Mobile tech, and especially mobile brought into companies through BYOD, has unique challenges for companies that need to comply with General Data Protection Regulations (GDPR) — and that’s virtually all companies, not just the ones in Europe. The regulations compel companies to manage personal data and protect privacy, and they provide individuals to have a say in what and how data about them is used.
GDPR has several disclosure and control requirements, such as providing notice of any personally identifiable data collection, notifying of any data breaches, obtaining consent of any person for whom data is being collected, recording what and how data is being used, and providing a right for people whose data is being collected to see, modify, and/or delete any information about them from corporate systems.
The problem is many corporate systems now extend into mobile branches that include smartphones and, in some cases, tablets. Analysts at J.Gold Associates, LLC. estimate that in about 35 to 50 percent of cases, these devices are not actually corporate devices, but personal devices being used by employees of the company in their daily work. As a result, these devices, which often contain corporate data from being connected/synced to back office systems, and including data about individuals, are subject to the same regulations and restrictions of GDPR as larger systems (e.g., PCs and servers). (Note: I am the principal analyst at J.Gold Associates.)
GDPR also applies to any corporate-developed apps that have been deployed to mobile devices. Apps such as CRM, sales force automation, marketing and sales, and customer service are all potentially affected by GDPR.
We estimate that 65 to 75 percent of enterprises do not have a full management suite available on mobile devices that can set appropriate policies and monitor data use and data flow, all of which is necessary to comply with GDPR. Moreover, our research shows the vast majority of companies indicate they can’t say with certainty what’s actually on a user’s mobile device.

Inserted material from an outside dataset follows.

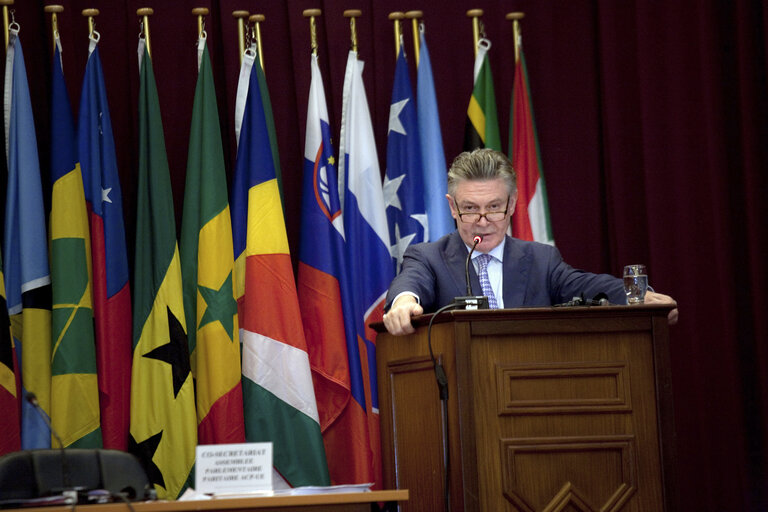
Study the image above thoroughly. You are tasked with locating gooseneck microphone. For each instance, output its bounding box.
[453,235,488,309]
[25,391,72,500]
[464,235,483,296]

This is a direct challenge to GDPR compliance.
Mobile 'loophole' may make companies non-compliant with GDPR
This mobile “loophole” in GDPR compliance is not often discussed. Yet the ability for employees to store and potentially share individual data about business partners and customers represents a real possibility that companies that thought they were compliant may not be.

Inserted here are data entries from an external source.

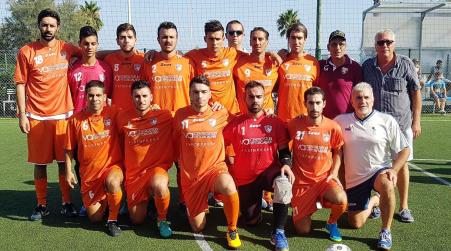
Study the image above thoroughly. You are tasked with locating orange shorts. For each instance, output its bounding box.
[81,165,122,208]
[182,165,229,218]
[125,167,169,208]
[291,179,339,223]
[27,118,67,165]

This is a new area just starting to be recognized by many enterprises, and I expect that next couple of years we’ll see fairly lax enforcement by the authorities as many kinks are worked out in what/how non-compliance is determined, pursued and penalized. Yet there is still a very real threat that enforcement could become stringent, particularly if it is shown that a data breach or other misuse of data has occurred.
Data breaches of mobile devices can be particularly problematic, as so few enterprises actually know if their mobile devices (or BYOD smartphones) have been breached. Indeed, our research shows that 65 percent of companies either believe their mobile devices have never been hacked or don’t know if they’ve been breached. Given that 50 to 65 percent of users answer yes when asked if they have ever experienced a data breach on their mobile devices, it’s clear there is a major shortcoming in enterprise knowledge and management of mobile security.
What enterprises should do about GDPR compliance and mobile devices
What should enterprises subject to GDPR do about mobile? First and foremost, treat mobile devices as the corporate data repositories that they are. Many employees have corporate data on their devices, whether in apps or in personal data bases.
Next, create a policy around mobile corporate data. This needs to be as comprehensive as, and an extension of, the general GDPR strategy of the company. Finally, once realized, this policy needs to be fully implemented and monitored by the use of capable mobile management tools.
With relatively few companies deploying a full suite of EMM tools that could make this transition possible, it’s likely not many companies currently can become fully mobile compliant without making some significant technology investments. And while specialized "protected" areas like Samsung Knox and Google for Work help to secure data, that may not be enough without the additional EMM management capabilities.
Given the potential penalties imposed (up to 4 percent of corporate revenues per incident), it’s imperative that companies evaluate the threats to compliance posed by the plethora of mobile devices and users and take the necessary steps now to bring them into compliance.